Belair-Gagnon mainly conducted her qualitative fieldwork in 2011, but her retrospective examination explores how social media practices at the BBC have evolved from 2005 onwards. She provides worthwhile accounts of how the journalists at the BBC have approached crisis reporting and social media during several strikingly important international crises. Her discussions of these cases are impressively rich in detail, combining references to various sources aside from the interviews conducted. The crisis case studies are examined in chronological order – from the 2004 Asian Tsunami, the 2005 London bombings, the 2008 Mumbai attacks, the 2009 Iranian elections, to the 2010 Haiti earthquake. Collectively – and altogether – they reveal patterns of both change and stability. For each crisis that is reported, the BBC reinforces as well as further develops its approaches to social media. Belair-Gagnon notes that following the Haiti earthquake in 2010, social media had become quite integrated into BBC journalism. During this time, she discusses how the BBC World Service Director Peter Horrock gave a keynote address to BBC staff in which he declared ‘Tweet or get sacked’.
The book has both shortcomings and merits. The main shortcoming concerns a lack of empirical and scientific context. It would have been preferable for the author to have included a more thorough discussion of – and comparison with – how things were at the BBC prior to 2005 (empirical context). Similarly, a review of extant literature on the emergence of social media practices at other news media organizations (scientific context) would have helped to situate this case study in relation to other developments. Moreover, Belair-Gagnon states she makes her analysis through the lens of ‘media logic’. However, there is limited discussion of this theoretical lens and little in-depth discussion in relation to the findings.
This book also has many merits. It documents a shift from when BBC journalists made occasional use of user-generated content (UGC) towards a more active approach for identifying and appropriating useful UGC through social media, as well as institutionalizing the BBC College of Journalism and revising their editorial policies. Belair-Gagnon notes that this non-linear process of integration ‘was – and remains – the result of new information technologies ushered in by the UGC Hub, social media trainers, senior managers and a selection of influential journalists’ (p. 57). She concludes that this ongoing process has been marked by renegotiation in the shaping of technologies, policies, norms and practices of news reporting.

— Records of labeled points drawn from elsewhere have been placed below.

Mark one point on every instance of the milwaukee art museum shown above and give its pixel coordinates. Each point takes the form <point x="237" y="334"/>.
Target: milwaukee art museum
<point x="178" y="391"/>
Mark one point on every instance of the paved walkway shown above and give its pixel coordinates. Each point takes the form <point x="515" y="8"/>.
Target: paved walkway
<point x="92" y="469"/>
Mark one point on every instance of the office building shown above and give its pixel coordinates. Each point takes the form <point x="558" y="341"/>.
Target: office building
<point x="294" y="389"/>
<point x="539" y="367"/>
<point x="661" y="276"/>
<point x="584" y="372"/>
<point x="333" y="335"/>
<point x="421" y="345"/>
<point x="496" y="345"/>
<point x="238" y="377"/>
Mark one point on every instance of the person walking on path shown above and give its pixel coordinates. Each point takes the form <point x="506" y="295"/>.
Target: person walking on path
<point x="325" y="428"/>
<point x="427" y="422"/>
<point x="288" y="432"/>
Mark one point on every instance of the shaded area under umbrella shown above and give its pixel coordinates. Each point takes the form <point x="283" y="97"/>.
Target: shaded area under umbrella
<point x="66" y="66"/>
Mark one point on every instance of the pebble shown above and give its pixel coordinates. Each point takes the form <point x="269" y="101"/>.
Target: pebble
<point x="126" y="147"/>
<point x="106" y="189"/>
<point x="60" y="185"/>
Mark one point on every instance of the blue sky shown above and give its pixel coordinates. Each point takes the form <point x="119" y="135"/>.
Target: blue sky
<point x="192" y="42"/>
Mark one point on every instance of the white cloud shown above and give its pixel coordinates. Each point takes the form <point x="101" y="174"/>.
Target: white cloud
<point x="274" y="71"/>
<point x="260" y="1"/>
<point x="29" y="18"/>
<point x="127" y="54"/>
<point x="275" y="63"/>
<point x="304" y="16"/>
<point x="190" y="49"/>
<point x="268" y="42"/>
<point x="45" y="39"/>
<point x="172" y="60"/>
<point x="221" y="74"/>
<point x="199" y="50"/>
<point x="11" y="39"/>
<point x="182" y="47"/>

The book sheds light on pivotal crisis events in the world. It truly unpacks the emerging roles played by social media in journalism inside a world-renowned public service news publisher. It also provides insight into how journalists – with and through diverse social media – reformulate their relationships with their sources and their audiences. A true merit of this book are the detailed descriptions of how BBC journalists turn to distinct social media to obtain information updates and to contact their sources, which range from collective blog efforts in Mumbai, a crowdsourcing map Ushahidi used after Haiti earthquakes and the central role of Twitter. A recurrent problem is the difficulty of verification through social media, which results in journalists mainly relying on people or institutions with which they are already familiar. Belair-Gagnon discusses four criteria used to evaluate sources in social media, meaning they apply old methods and ideals, and turn mostly to institutions and people with which they are familiar. Consequently, ordinary citizens are less likely to act as sources compared to professionals or the elite.
Ultimately, by demarcating the citizen’s contributions to UGC, and giving priority to other sources on social media, the relationship between journalists and citizens has not changed as substantially as it “possibly could”. That is not to say such a possibility is desirable from the viewpoint of either the journalists or the citizens.